建前と本音
先日、アーツ前橋のシンポジウムを聴講していた際に議論となった。
「生きづらさ」を抱えている人たちは、コミュニケーションの手段が限られていて、うまく人とつながれない。
だから、アートがコミュニケーションツールになって表現方法が増えることで
生きやすくなるのではないかという議論があった。
そういう面でアートの役割は大きいと思う。
一方で、「生きづらさ」について、コミュニケーションの手段だけで議論するのは不十分だと思う。
コミュニケーション能力に長けている人が、生きやすいのだろうか。
コミュニケーション能力に長けているとは、状況に合わせて、言葉を選んだり
本音を言っていい場所とそうでない場所を巧みに使い分けられるということを含むだろう。
とするならば、私は、コミュニケーション能力に長けていない。
先日、Nちゃんに言われた一言。
「先生、うそつけないですよ。すぐ顔に出ますものね。」
あ、そうだったのか。表と裏を使い分ける器用さを持ち合わせていないので
いつでも私は本音で正直に生きている。
旦那さんを選ぶときも、正直で素直でうそをつけない人という基準だった。
友人に、笑顔でYESと言われたのに、後で、本音は違ったと知ったときに傷ついた経験がある。
その場でNOと言われる時よりも、ずっと傷つく。
ただ、NOと言うのはとても勇気がいる。表面的なことだけ考えたら、その場はYESと言って切り抜けた方が楽である。
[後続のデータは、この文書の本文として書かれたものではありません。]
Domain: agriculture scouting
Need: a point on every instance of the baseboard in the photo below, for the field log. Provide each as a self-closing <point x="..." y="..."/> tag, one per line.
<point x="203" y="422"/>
でも、本当に相手のことを考えたら、その場でNOと言ってあげた方が良いことも多い。
もし、大人になるということが、TPOを使い分けたコミュニケーション能力を身につけるということであれば
私は子どものままでいたい。
幸い、私のまわりには、本音で語ってくれる人ばかりである。
みんなが本音で話し合える社会であれば、「生きづらさ」は軽減していくと思う。